Kelly stared at Tom for a second before she turned and stomped home. Halfway there she stopped and called to her friends, and they started to put down their rags. But Tom grinned at them and said, “You mean I’m going to lose all my slaves?” and so they all stayed, washing and then waxing, and flirting for over an hour. After that the Peters stopped talking to the Abbotts for quite a while.

One of the best differences after that fateful day was the one that involved just Tom and Martha. Tom had always been nice to Martha, in the way that he was nice to nearly everybody; but he had always been too busy to spend much time with her. But after that spring, they began to really talk to each other. They talked about things that Martha had never talked about to anyone except Ivy, and also about things that really mattered to Tom. Some of the things she found out about Tom were a surprise to Martha.

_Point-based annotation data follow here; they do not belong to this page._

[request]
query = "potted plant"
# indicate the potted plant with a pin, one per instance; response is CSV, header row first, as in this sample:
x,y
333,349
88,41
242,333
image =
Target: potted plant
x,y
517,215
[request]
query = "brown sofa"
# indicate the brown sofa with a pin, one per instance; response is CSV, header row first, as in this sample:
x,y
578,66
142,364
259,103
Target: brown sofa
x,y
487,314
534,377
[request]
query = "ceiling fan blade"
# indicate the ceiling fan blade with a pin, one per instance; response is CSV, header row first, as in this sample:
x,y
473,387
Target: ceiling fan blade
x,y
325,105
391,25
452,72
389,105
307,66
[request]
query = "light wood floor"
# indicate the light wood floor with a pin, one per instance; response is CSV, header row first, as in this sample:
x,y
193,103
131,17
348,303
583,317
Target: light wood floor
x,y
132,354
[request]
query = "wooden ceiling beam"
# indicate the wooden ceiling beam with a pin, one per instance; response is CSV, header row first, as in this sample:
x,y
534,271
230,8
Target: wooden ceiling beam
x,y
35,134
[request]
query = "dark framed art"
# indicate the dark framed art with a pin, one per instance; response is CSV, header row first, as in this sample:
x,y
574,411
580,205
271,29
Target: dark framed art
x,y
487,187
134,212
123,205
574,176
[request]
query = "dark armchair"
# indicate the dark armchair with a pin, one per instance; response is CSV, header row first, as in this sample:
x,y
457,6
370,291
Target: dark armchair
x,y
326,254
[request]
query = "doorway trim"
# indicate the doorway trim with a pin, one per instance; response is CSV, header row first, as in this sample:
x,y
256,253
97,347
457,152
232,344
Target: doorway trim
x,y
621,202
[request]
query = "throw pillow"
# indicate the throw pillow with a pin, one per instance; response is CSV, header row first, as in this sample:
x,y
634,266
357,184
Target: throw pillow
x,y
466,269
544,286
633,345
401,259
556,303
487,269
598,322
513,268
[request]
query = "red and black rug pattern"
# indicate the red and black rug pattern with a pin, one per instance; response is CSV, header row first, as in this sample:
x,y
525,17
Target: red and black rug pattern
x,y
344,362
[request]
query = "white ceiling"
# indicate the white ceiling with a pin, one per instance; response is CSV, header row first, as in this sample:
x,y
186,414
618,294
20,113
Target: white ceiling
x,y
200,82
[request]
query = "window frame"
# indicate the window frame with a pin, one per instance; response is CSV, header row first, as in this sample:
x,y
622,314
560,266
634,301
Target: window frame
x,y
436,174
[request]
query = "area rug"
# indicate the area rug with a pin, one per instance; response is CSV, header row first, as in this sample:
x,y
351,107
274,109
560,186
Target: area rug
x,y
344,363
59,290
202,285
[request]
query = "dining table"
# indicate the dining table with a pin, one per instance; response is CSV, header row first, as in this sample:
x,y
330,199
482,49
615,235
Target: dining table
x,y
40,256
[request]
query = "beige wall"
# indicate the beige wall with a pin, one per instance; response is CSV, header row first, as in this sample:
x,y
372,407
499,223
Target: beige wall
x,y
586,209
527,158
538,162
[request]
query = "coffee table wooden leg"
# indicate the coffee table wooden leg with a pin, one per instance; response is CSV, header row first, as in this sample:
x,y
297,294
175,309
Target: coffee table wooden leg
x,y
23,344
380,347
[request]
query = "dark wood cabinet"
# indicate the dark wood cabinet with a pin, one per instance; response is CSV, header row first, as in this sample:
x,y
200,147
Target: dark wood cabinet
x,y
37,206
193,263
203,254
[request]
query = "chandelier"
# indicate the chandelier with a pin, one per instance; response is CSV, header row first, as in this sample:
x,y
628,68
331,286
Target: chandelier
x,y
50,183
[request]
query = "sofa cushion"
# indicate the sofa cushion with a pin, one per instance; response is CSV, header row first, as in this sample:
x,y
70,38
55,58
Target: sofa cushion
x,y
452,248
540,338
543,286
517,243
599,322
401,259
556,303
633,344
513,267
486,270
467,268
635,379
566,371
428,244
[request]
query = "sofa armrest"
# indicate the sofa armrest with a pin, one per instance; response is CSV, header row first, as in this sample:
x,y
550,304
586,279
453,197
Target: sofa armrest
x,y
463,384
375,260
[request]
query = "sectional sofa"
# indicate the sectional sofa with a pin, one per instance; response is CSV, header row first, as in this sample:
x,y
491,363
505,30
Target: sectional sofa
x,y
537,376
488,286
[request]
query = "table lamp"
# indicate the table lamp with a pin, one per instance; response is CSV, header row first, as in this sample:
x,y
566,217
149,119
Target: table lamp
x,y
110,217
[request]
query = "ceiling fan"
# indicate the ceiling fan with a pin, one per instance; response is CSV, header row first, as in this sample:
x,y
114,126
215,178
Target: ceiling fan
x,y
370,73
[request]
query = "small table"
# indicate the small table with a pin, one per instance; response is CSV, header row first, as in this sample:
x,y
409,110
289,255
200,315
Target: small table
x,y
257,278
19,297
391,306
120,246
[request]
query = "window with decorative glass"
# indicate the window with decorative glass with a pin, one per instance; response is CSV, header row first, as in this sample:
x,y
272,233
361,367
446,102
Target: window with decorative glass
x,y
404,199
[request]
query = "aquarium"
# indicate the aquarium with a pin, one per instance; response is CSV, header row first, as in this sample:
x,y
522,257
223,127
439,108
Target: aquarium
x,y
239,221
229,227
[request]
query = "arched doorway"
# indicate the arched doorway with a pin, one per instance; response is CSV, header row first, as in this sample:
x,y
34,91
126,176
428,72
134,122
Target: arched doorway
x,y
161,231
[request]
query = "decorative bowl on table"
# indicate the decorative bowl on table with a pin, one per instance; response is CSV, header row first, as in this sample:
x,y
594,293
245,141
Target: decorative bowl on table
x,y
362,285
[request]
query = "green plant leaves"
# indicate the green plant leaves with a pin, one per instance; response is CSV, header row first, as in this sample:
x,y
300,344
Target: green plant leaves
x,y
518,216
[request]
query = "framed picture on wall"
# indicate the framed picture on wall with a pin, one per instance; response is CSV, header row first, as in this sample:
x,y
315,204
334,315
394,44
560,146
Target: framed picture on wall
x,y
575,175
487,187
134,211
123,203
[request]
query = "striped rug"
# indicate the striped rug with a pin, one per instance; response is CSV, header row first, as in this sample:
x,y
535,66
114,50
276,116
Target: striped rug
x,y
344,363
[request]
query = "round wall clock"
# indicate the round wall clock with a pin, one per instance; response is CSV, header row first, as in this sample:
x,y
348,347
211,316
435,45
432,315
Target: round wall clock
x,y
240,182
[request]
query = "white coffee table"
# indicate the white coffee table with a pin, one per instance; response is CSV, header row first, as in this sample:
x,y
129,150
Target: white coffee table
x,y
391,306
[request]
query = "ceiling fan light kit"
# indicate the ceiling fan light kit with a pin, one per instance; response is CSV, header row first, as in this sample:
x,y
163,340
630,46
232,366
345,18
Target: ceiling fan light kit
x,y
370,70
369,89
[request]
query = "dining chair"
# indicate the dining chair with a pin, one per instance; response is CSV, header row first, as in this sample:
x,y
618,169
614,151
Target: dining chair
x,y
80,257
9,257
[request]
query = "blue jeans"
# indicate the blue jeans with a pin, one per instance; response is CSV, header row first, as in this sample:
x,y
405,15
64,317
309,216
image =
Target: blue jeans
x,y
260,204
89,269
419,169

One thing that surprised Martha was the way Tom talked about his art classes. He told Martha that he had always wanted to take art, but he’d never had the time before with so many hours of sports and courses that were required for college. Martha knew that Tom could draw well, but she’d never thought about him being really interested in art. It was a surprise to her to think about Tom wanting to take art and not being able to, because she’d always thought of Tom and Cath both as being able to do anything and everything they ever wanted to. There were other things that Tom told her that surprised her. For instance, he told her once that he was glad, in a way, that Kelly had accused Martha of the vandalism at Rosewood Junior High.